All Courses

Regularization Methods

While optimizers and learning rate schedules steer the training process towards a minimum, regularization techniques are essential for ensuring that the learned model generalizes well to unseen data, preventing overfitting. Basic L1 or L2 weight decay, while useful, sometimes falls short, especially with complex architectures and large datasets. This section covers more advanced regularization strategies available within the PyTorch ecosystem.

Decoupled Weight Decay (AdamW)

Standard implementations of L2 regularization in adaptive optimizers like Adam often couple the weight decay term with the gradient calculation. This means the decay effect is influenced by the adaptive learning rates calculated by the optimizer (specifically, the squared gradient history, $v_t$ ). This coupling can lead to suboptimal performance, particularly when large gradients occur, as the effective weight decay might become smaller than intended.

The AdamW optimizer, proposed by Loshchilov & Hutter (2019), addresses this by decoupling the weight decay from the gradient update. Instead of adding the decay term to the gradient, AdamW applies the decay directly to the weights after the main optimization step.

A standard Adam update with L2 regularization looks like: $g_t' = \nabla f(w_t) + \lambda w_t$ $w_{t+1} = w_t - \eta \cdot \text{AdamUpdate}(g_t')$

Whereas AdamW performs: $g_t = \nabla f(w_t)$ $w'_{t+1} = w_t - \eta \cdot \text{AdamUpdate}(g_t)$ $w_{t+1} = w'_{t+1} - \eta \lambda w_t$

(Note: $\eta$ here represents the learning rate potentially modified by Adam's adaptive components). The important difference is that the decay term $\eta \lambda w_t$ is applied separately and is not scaled by the adaptive learning rate terms within AdamUpdate.

In PyTorch, using AdamW is straightforward:

import torch
import torch.optim as optim

# Assume model is defined
model = ... 

# Use AdamW instead of Adam
optimizer = optim.AdamW(model.parameters(), lr=1e-3, weight_decay=1e-2) 

# Training loop remains the same
# ...
# optimizer.zero_grad()
# loss.backward()
# optimizer.step()
# ...

Choosing an appropriate weight_decay value for AdamW often requires experimentation, but values between 1e-2 and 1e-1 are common starting points, typically higher than those used with standard Adam's coupled L2 regularization. AdamW has become a standard choice for training many modern architectures, particularly Transformers.

Label Smoothing

Classification models are typically trained using cross-entropy loss with one-hot encoded target labels (e.g., [0, 0, 1, 0]). This encourages the model to produce extremely high confidence for the correct class and very low confidence for incorrect classes. While this drives the model towards fitting the training data perfectly, it can lead to overconfidence and poor generalization. The model might become overly sensitive to specific features in the training data, failing to capture broader patterns.

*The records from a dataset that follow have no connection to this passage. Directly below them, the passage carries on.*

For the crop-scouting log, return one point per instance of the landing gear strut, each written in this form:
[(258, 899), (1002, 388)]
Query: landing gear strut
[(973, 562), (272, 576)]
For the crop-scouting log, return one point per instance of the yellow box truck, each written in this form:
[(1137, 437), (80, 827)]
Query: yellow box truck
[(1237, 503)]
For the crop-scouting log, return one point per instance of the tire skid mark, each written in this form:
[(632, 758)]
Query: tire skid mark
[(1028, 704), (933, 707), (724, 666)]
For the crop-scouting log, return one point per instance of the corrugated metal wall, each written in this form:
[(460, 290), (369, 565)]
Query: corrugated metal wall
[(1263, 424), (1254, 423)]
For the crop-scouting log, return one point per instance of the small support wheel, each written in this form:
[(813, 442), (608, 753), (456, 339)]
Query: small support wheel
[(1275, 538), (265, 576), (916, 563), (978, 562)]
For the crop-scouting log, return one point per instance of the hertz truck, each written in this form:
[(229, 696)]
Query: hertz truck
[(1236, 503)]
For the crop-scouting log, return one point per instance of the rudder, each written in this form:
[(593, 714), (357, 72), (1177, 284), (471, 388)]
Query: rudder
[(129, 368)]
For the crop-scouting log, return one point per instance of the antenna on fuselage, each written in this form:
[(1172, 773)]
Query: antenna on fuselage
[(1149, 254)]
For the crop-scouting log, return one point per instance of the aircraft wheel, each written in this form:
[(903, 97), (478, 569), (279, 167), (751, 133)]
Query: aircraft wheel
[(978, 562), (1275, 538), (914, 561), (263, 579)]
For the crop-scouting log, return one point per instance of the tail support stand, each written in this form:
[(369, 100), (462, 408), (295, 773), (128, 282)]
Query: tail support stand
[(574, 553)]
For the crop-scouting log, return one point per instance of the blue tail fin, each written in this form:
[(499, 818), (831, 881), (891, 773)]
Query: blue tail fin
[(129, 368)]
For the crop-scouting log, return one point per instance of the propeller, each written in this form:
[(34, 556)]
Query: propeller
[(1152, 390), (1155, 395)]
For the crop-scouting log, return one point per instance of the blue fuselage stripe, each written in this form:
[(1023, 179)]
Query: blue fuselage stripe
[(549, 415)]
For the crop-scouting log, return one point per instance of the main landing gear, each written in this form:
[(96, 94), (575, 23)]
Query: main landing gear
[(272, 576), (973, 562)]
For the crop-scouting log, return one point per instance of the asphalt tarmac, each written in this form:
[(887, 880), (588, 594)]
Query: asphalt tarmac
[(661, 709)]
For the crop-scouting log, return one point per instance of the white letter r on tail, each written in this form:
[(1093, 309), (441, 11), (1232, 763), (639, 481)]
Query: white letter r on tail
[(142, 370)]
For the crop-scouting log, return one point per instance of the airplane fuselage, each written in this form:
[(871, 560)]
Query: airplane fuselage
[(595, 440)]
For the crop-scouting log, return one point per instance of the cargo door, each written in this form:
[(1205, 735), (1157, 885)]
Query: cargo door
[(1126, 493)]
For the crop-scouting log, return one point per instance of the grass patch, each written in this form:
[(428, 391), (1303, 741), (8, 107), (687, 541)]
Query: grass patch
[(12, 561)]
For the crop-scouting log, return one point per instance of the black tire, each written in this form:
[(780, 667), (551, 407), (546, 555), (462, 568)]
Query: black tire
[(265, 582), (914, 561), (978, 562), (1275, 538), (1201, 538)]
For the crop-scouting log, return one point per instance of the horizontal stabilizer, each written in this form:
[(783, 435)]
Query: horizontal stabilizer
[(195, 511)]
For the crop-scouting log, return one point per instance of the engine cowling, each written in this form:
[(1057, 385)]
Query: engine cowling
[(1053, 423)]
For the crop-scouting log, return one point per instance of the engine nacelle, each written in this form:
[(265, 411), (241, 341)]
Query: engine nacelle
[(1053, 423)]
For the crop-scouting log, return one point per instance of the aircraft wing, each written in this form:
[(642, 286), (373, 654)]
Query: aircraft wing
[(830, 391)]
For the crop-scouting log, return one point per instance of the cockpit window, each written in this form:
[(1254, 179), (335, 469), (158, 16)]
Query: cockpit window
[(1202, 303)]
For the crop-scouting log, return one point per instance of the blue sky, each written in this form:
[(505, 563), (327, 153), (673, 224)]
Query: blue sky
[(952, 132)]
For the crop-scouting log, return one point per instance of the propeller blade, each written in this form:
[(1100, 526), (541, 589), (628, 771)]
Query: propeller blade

Label Smoothing Regularization (LSR) addresses this by slightly softening the target labels. Instead of requiring the model to predict exactly 1 for the correct class and 0 for others, it encourages the model to assign a small probability mass $\epsilon$ (epsilon) to the incorrect classes.

For a classification problem with $K$ classes, if the original one-hot label for a sample is $y_k$ (1 for the true class, 0 otherwise), the smoothed label $y'_{k}$ becomes:

y'_{k} = y_k(1 - \epsilon) + \frac{\epsilon}{K}

Here, $y_k$ is 1 if $k$ is the true class index and 0 otherwise. The term $y_k(1 - \epsilon)$ reduces the target probability for the correct class from 1.0 to $1 - \epsilon$ . The term $\epsilon / K$ distributes the remaining probability mass $\epsilon$ uniformly across all $K$ classes (including the correct one, although its main effect is adding probability to the incorrect ones).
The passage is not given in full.